When I was a kid we had a dog named Simon, a big red dog too shy to bark. He had a habit of placing his paw on your arm when he wanted you to admire him, over and over, the paw, his winning amber eyes. Simon liked pumpkin pie. He liked all kinds of food not good for him. He ate two velvet dresses that my mother had nearly finished sewing for my sister and me: one burgundy, one blue.
In those days, you didn’t have to keep a dog penned up, and Simon was free to roam the back lanes all afternoon, nosing tin garbage cans till they spilled and exhumed their riches. One day, my father backed over Simon, compressing his innards. And when Simon evacuated we discovered gems from his intestinal tract that still have not decomposed in the Brady landfill. Simon was okay: it was a very small car.
He was a simple dog who felt things keenly, and my family responded to him with unmixed devotion. Except when he was in the way. Maybe that’s when I began dimly to understand the class system. My mother always said, “Simon gives us a focus for our love.” And sometimes, when there is no time for love, the servant of our love must go away. When we needed Simon to go away we would say, “G’wan.” Go on. “G’wan, Simon.”
We had a beat-up baby grand piano in the living room where my dad played Tchaikovsky till his knees gave out (he needed reverb in the sustain pedal). The piano then turned into our inside-doghouse. A lovely old instrument, it became the “G’wan.”

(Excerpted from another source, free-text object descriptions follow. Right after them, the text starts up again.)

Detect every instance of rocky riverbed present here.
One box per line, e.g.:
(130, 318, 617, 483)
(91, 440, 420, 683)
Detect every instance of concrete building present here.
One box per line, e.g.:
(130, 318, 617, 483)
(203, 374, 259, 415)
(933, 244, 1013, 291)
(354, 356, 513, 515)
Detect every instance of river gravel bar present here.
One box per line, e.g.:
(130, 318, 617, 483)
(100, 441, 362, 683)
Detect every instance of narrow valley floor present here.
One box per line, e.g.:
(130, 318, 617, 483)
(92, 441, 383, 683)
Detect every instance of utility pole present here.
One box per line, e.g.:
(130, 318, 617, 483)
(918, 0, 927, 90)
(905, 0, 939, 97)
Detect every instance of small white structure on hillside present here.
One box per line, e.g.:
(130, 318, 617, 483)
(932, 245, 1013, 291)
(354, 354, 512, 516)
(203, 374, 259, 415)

“G’wan,” we said to Simon.
Simon went under the piano.
And so the patterns of my life began to take shape.
I had to write a history essay for Grade 11. Simon was under the piano, and I was in my room struggling with the American Revolution. We were both in our G’wans.
I have been illegitimately lucky, and unlikeable, in my stubborn insistence on my own G’wan through all these decades, in almost countless homes, through thicks and through thins.
Right now, I’m sitting in my current G’wan. It’s ordinary. Messy. I can’t explain why I love to be here (and don’t need to: I’m writing for writers and readers), down under the sounds of everything. My listening abode. I even eat breakfast here. I come here when I can’t sleep, most nights.
A desk and chair, listening. It’s where everything that has already happened can be heard by all that will be new.